The Problem
Agents work in notebooks. Ten test requests succeed. Deploy to thousand requests and something breaks. You can't tell what or why. Agents are different from API servers. Servers respond or don't. Agents fail halfway, orphan data, cascade failures, retry forever, or hang waiting for resources. The operational surface explodes. You can't kubectl exec into stuck agents. Can't restart and hope no duplication. Need systems built for these failures.
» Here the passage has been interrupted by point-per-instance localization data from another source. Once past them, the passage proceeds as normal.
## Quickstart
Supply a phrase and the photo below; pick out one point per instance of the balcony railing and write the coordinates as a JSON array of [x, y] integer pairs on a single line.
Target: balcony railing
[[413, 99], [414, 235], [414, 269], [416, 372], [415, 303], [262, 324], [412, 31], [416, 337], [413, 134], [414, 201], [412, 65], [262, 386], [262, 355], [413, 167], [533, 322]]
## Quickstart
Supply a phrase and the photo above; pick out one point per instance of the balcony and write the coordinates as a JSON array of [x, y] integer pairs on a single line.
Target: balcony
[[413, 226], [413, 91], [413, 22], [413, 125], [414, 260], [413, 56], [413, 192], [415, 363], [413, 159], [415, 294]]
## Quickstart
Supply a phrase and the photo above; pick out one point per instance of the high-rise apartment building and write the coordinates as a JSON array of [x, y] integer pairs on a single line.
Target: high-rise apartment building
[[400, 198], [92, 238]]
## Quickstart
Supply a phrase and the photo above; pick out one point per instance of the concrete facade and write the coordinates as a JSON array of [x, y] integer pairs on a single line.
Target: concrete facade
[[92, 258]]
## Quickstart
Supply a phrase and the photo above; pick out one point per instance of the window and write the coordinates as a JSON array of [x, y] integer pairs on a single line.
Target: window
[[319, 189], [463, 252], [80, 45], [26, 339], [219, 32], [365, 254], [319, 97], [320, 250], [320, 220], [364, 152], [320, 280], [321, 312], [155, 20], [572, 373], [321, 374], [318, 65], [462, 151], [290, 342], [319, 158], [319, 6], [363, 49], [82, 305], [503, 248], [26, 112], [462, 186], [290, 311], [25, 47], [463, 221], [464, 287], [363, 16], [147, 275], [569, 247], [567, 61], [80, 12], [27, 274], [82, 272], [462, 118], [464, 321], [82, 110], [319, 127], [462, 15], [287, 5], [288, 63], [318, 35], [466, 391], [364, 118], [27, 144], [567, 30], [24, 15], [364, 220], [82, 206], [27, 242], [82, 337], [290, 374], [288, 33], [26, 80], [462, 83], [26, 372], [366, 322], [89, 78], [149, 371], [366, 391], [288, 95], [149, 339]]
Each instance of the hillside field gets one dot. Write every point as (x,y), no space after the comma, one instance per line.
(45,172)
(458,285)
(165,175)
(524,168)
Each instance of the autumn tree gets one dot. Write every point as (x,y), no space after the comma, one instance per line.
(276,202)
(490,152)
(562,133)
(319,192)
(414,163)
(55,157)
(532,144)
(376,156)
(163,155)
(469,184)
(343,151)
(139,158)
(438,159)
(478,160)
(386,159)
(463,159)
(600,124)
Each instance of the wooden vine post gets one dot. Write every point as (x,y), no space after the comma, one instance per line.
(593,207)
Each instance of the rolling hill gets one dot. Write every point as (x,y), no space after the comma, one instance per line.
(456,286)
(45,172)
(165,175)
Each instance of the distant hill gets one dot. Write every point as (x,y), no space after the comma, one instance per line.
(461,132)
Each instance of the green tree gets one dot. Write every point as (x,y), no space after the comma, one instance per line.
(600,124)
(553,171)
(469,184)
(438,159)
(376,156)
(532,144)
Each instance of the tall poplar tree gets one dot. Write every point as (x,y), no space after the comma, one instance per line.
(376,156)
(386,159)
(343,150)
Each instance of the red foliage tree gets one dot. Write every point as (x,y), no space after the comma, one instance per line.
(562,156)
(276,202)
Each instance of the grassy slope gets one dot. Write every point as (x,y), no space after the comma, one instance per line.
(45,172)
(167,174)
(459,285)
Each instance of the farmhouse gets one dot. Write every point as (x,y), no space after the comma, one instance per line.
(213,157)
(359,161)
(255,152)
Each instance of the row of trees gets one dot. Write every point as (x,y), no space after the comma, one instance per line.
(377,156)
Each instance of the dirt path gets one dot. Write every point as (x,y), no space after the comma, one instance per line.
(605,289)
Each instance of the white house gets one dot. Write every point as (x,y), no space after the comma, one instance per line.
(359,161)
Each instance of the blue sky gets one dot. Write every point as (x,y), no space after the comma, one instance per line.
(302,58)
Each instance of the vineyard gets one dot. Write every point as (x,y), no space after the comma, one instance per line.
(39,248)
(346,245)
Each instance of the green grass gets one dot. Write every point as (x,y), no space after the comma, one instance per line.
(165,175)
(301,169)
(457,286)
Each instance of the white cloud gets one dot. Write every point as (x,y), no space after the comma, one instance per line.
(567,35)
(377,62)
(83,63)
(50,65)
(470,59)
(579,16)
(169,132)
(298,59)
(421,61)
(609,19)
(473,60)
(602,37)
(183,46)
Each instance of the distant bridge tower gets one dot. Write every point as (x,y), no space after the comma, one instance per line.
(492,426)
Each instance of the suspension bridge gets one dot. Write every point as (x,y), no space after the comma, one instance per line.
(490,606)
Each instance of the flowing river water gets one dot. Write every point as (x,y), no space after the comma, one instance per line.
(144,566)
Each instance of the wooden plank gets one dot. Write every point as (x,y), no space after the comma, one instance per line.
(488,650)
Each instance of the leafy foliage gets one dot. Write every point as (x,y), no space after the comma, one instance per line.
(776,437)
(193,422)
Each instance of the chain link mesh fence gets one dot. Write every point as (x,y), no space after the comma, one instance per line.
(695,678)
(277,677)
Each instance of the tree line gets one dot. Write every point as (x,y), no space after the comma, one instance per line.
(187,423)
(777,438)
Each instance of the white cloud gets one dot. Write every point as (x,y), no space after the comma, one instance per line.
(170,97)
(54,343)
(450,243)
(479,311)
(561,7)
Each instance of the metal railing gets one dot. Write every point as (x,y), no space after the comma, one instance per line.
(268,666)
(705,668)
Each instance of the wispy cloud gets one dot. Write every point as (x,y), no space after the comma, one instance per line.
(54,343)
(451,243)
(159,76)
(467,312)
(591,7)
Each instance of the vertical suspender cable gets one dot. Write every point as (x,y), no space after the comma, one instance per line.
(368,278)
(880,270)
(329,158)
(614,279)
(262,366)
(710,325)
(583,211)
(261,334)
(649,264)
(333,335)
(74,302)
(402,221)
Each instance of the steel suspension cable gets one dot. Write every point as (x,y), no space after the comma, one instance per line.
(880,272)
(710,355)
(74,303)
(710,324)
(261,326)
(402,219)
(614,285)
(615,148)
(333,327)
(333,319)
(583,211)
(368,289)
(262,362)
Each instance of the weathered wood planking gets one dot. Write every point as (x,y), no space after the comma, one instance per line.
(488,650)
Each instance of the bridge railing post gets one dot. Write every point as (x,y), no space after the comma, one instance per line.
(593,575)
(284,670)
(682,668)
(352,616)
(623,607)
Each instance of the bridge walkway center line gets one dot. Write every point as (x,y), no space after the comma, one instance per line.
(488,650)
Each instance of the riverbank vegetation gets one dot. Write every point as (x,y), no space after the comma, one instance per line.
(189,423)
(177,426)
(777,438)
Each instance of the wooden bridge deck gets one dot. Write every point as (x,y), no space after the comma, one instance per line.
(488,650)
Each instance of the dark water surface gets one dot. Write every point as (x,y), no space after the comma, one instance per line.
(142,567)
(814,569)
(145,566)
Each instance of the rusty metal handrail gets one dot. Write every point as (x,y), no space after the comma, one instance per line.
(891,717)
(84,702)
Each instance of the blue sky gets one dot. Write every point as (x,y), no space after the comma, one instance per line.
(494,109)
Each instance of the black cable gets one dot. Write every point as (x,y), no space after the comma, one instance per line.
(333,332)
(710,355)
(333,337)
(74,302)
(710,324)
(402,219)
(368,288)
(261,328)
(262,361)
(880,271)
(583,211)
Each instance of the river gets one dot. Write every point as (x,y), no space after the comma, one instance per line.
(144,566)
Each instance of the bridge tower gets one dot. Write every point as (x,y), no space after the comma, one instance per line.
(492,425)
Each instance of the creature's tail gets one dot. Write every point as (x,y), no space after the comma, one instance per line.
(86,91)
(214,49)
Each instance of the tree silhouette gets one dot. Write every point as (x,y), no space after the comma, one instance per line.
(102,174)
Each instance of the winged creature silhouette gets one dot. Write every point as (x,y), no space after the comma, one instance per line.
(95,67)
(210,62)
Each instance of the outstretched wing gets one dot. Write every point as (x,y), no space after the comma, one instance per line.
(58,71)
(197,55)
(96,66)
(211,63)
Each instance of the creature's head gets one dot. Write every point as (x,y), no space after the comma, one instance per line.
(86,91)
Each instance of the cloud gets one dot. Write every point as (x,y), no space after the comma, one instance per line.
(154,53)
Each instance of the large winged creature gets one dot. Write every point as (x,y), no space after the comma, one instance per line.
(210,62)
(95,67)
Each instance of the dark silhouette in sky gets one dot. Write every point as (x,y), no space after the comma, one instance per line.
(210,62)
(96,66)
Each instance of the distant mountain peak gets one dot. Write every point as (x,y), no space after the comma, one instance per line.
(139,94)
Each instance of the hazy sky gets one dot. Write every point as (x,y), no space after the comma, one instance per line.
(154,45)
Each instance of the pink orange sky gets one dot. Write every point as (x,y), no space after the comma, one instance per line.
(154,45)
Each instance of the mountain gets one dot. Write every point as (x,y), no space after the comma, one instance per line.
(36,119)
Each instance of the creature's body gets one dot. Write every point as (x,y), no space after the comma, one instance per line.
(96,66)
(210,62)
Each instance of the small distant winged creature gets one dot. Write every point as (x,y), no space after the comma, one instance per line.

Task Ownership and Worker Death
A worker picks up a task and dies before finishing. Happens constantly: OOM kills, segfaults, network partitions. Worker locks the task forever unless it's explicitly released. Orloj uses lease-based task ownership. Workers claim tasks with time-bounded leases like auto-releasing locks. Renew before expiry or the lease auto-releases and another worker picks it up.
apiVersion: orloj.dev/v1
kind: AgentSystem
metadata:
name: email-processor
spec:
agents:
- name: classifier
model: gpt-4
tools:
- email.fetch
- email.classify
execution:
leaseTimeout: 10s
maxRetries: 3
Worker holds lease for 10 seconds. No renewal? Another worker claims it. No deadlock. But leases are half the solution. A worker might die after partial execution. Fetch email, start processing, crash, leave it corrupted. Next worker processes garbage.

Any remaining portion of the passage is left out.